Fürbitte zum 70. Jahrestag des Endes des Zweiten Weltkriegs
Krieg hinterlässt Wunden – auch die Sieger sind Verlierer.
Immer noch tun diese Wunden weh:
die Toten,
die Kinder, die keine Kindheit hatten,
die Länder, die anschließend unter einer Diktatur leiden mussten.
Dass das Leben nachher überhaupt möglich wurde,
ist ein Geschenk von Dir, Gott.
Du hast Vergebung geschenkt,
wo wir uns und einander nicht vergeben konnten.
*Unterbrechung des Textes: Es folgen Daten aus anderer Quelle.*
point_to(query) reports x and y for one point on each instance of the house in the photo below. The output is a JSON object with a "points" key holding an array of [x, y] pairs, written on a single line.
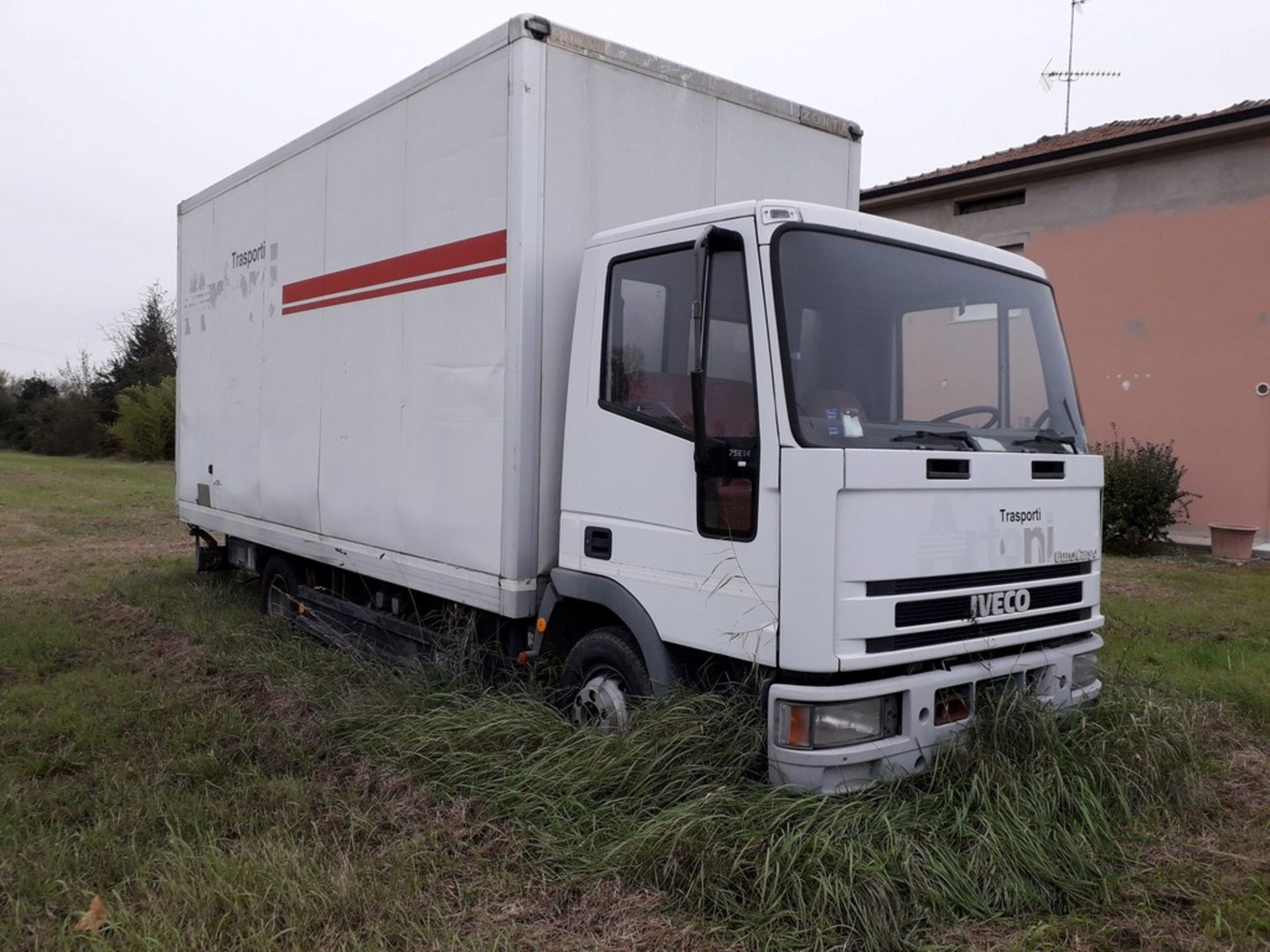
{"points": [[1156, 235]]}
Du hast Neuanfang geschenkt,
wo wir alles zerstört haben.
Es gibt immer wieder Kriege.
Auch jetzt.
Wir bitten Dich für alle, die darunter unmittelbar leiden:
für die Flüchtlinge und Vertriebenen,
für die Opfer der Willkür, der Gewalt und des Hasses,
für die Soldatinnen und Soldaten, die täglich in Lebensgefahr sind,
für die Familien im Hinterland.
Schütze und begleite sie alle.
Wir bitten dich besonders für die Politiker.
Ihre Entscheidungen bestimmen die Zukunft.
Gott, wir bitten dich:
Schenke uns ein friedliches Leben und sichere Zukunft.